A week ago, it probably would have seemed like an obvious, pointless question. It’s a distraction, sure, but far from the only one — watching every episode of The Simpsons or reading Crime and Punishment or learning how to play guitar are other good ones.

The memories are still there, and many of us can draw upon them easily. I can watch Jameer Nelson, Delonte West and St. Joe’s beat Chris Paul and Wake Forest in the 2004 NCAA Tournament and recall the thrill of watching a team from here impress a national audience. I can watch Julius Erving glide and dip and soar and wonder what that would’ve been like to experience firsthand. I can watch Allen Iverson walk into Staples Center in an Eagles jersey and walk off the floor with 48 points, a win in Game 1 of the 2001 NBA Finals and ready to tell the world that “everyone had already counted us out.”


Being a fan is vicarious. We extract happiness when people who wear clothing with a certain logo painted on it accomplish their goals. That’s always been an odd, silly, fundamental part of sports, and the distance between participant and follower has now grown, in a way. There’s no live basketball to follow, so we’re left to remember when there was and how much we enjoyed it. 

Of course, the athletes and coaches and general managers aren’t doing much different from us right now ... other than probably being more diligent about a home exercise routine. Some of the players are watching their own highlights. We’re all just waiting.

The community aspect is another element we’re missing. At four or five Sixers games at Wells Fargo Center this season, they’d struggle against a zone defense or make a bunch of careless turnovers and fall behind. That would prompt a brief conversation on press row about whether they would come back to win. 

The consensus after a while became, “Well, yeah, they will. It’s a home game.”

You can’t quantify it, but the collective energy of around 20,000 people who desperately want the Sixers to win — and will let the players know if their effort isn’t up to standard — matters.
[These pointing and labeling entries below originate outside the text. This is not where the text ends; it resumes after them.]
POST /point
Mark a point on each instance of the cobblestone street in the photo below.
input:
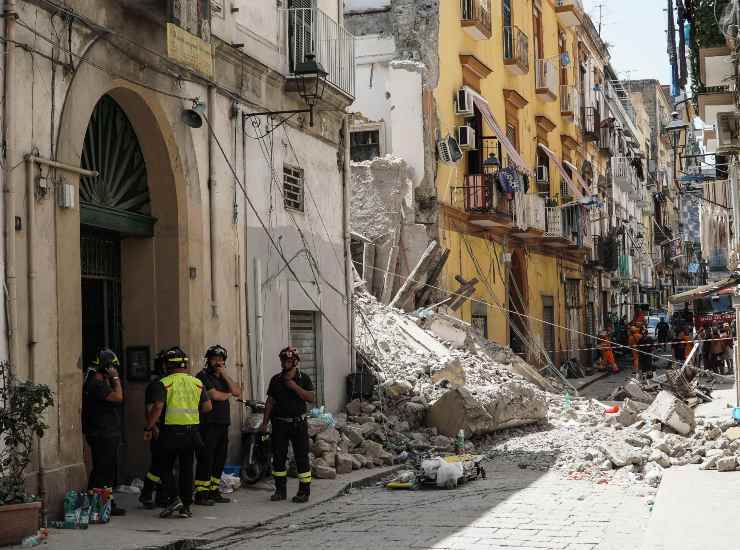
(512, 509)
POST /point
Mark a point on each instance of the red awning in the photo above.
(725, 286)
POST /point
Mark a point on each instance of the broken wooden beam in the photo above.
(417, 277)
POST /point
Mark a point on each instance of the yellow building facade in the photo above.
(523, 65)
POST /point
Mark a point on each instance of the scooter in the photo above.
(256, 456)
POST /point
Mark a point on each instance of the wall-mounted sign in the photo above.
(189, 50)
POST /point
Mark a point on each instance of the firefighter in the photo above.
(153, 479)
(214, 428)
(102, 399)
(177, 399)
(287, 395)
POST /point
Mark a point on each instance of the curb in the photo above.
(202, 540)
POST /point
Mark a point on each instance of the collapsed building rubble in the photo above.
(435, 376)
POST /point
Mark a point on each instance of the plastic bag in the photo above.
(449, 473)
(229, 483)
(406, 479)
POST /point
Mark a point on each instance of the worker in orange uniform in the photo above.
(607, 353)
(633, 342)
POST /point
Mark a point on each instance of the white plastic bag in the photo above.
(229, 483)
(448, 474)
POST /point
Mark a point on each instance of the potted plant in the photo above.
(22, 408)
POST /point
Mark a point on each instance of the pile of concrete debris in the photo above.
(633, 446)
(436, 376)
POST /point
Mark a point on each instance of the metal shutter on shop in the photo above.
(304, 337)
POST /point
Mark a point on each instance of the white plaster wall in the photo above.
(391, 91)
(718, 70)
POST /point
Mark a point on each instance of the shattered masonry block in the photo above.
(672, 412)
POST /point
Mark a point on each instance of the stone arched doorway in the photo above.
(128, 252)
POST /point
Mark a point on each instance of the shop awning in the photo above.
(511, 151)
(554, 158)
(705, 291)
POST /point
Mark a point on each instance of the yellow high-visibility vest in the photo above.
(183, 399)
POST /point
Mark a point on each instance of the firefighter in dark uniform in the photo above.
(287, 395)
(214, 428)
(178, 399)
(102, 400)
(153, 479)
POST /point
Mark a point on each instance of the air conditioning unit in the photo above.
(728, 132)
(542, 175)
(449, 150)
(464, 103)
(466, 138)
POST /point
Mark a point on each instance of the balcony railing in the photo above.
(311, 31)
(516, 50)
(571, 216)
(590, 121)
(534, 208)
(546, 80)
(481, 197)
(476, 18)
(553, 222)
(606, 139)
(621, 171)
(718, 260)
(568, 100)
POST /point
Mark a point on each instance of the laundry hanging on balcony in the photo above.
(563, 173)
(514, 155)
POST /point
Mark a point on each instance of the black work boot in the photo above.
(203, 498)
(304, 491)
(218, 498)
(281, 489)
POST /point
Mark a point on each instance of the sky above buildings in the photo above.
(635, 30)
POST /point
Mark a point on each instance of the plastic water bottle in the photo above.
(567, 401)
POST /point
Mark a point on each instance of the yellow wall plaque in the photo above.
(186, 48)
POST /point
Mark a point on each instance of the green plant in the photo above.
(22, 408)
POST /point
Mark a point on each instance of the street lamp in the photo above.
(310, 79)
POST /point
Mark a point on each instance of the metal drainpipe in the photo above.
(10, 14)
(211, 198)
(33, 338)
(347, 242)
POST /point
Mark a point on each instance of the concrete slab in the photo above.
(250, 508)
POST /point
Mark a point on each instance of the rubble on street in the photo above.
(435, 376)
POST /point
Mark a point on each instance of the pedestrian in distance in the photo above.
(178, 399)
(214, 428)
(663, 331)
(287, 395)
(607, 353)
(102, 400)
(153, 478)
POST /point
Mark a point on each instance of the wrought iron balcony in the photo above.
(606, 139)
(516, 50)
(480, 197)
(553, 222)
(569, 12)
(546, 80)
(311, 31)
(475, 18)
(590, 121)
(568, 101)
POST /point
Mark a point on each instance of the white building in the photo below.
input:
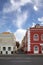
(7, 43)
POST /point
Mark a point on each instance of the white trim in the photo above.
(36, 51)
There’s something unique about being in that kind of environment where, as a small part of a whole, you feel like you can sway the outcome of something that many other people also care about immensely.

The whole activity doesn't have any inherent meaning but in the moment you believe that, if it can inspire that much passion in that many people, it has to be important. 

Even if you weren’t able to attend games in person or weren’t any good as a player, basketball was such a large world. There were so many avenues into it. You could obsess over the salary cap, study the sets and schemes, get a kick out of the trash talk and bravado. 

Now, we can think about things that basketball had given us a perpetual excuse to avoid, reflect on the role it played in our lives and consider how our relationship to it might change when it returns. 

Or we can just remember that game from 2006 when they kept playing and playing late into the night, Kyle Korver hit a game-tying three at the end of the second overtime and the Sixers eventually beat the Celtics.